For any prime $p$ of the form $4k + 3$, prove that $x^2 + \frac{p+1}{4} \equiv 0 \;(\text{mod }p)$ is not solvable

Question

I tried using quadratic reciprocity to simplify $$\left(\frac{-\frac{p+1}{4}}{p}\right)$$ and tried replacing $p$ by $k$ $(\text{as in}\, p = 4k + 3)$, but don't know how to proceed after that.

Answer 1

$x^2+\frac{p-1}{4}\equiv 0\pmod{p}$ is solvable iff $\left(\frac{\color{red}{-}\frac{p+1}{4}}{p}\right) = 1$, that implies $\left(\frac{-1}{p}\right)=1$ by the multiplicativity of Legendre symbol.
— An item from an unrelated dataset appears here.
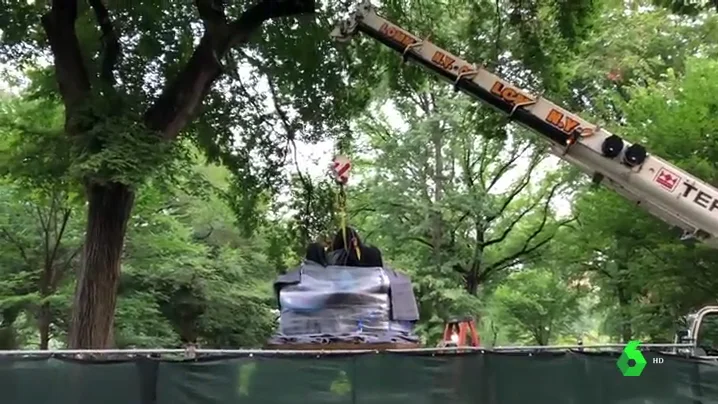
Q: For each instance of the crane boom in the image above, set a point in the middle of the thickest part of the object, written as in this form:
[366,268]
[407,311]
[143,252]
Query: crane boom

On the other hand $p\equiv 3\pmod{4}$ implies $\left(\frac{-1}{p}\right)=-1$.

Answer 2

If you multiply both sides by $4$, as @GregMartin suggested you get $$4x^2 + p + 1 \equiv 0\mod{p}.$$ This simplifies to $$4x^2 \equiv -1\mod{p},\text{ or }(2x)^2 \equiv -1\mod{p}.$$ But $-1$ is not a square $\mod{p}$.